Question

An automobile dealer provides motorcycles and scooters in three body patterns and 4 different colours each. The number of choices open to a customer is
$\begin{align}
  & {{(i)}^{5}}{{C}_{3}} \\
 & {{(ii)}^{4}}{{C}_{3}} \\
 & (iii)4\times 3 \\
 & (iv)4\times 3\times 2 \\
\end{align}$

Answer 1

Hint: The question is based on the multiplication theorem of combination. According to it, if an event ${{E}_{1}}$ can occur in ${{n}_{1}}$ different ways, then the number of ways of simultaneous occurrence of both the events in a definite order is ${{n}_{1}}\times {{n}_{2}}$.

Complete step by step answer:
In this question, we have ${{n}_{1}}=2,{{n}_{2}}=3$ and ${{n}_{3}}=4$. So, on multiplying these values we will get the answer.

Now, in the question, the customer has to choose motorcycles or scooter, then the body patterns and then the colour.
So, let ${{E}_{1}}$ be the event to choose a motorcycle or scooter. So ${{n}_{1}}=2$.
Then, let ${{E}_{2}}$ be the event to choose body patterns among the 3 patterns. So, ${{n}_{2}}=3$.
And, let ${{E}_{3}}$ be the event to choose colour among 4 different colours. So, ${{n}_{3}}=4$.
So, number of choices open to the customer is equal to the number of ways simultaneous occurrence of all the events in order,
$\underset{\left( {{n}_{1}} \right)}{\mathop{{{E}_{1}}}}\,\to \underset{\left( {{n}_{2}} \right)}{\mathop{{{E}_{2}}}}\,\to \underset{\left( {{n}_{3}} \right)}{\mathop{{{E}_{3}}}}\,$
Hence, the number of ways = ${{n}_{1}}\times {{n}_{2}}\times {{n}_{3}}$.
On substituting the value of ${{n}_{1}}=2,{{n}_{2}}=3$ and ${{n}_{3}}=4$, we will get as follows.
$\begin{align}
  & =2\times 3\times 4 \\
 & =24 \\
\end{align}$
Therefore, we get that the number of choices open to the customer is equal to 24.

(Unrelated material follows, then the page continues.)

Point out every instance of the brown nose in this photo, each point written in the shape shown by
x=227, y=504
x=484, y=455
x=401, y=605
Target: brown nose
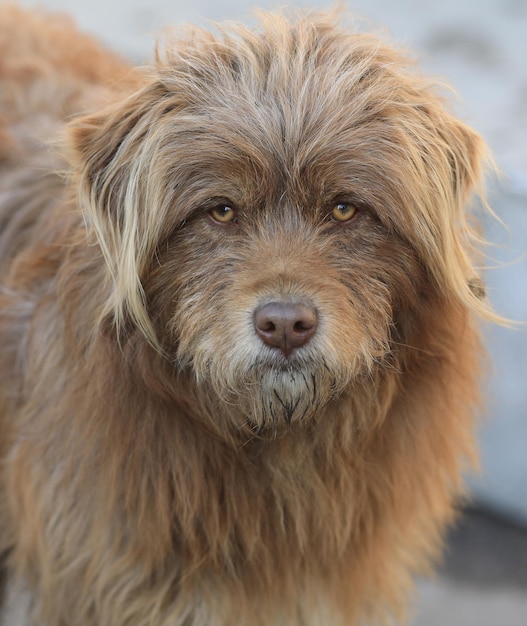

Hence, option (d), that is, $4\times 3\times 2$ is the correct answer.

Note: In this question, all the motorcycles and scooters are unique, different from each other. We can directly multiply all the ways, but if two or more things or ways are identical then we can’t multiply directly, as there will be repetition and we have to divide it by the number of identical ways in any event.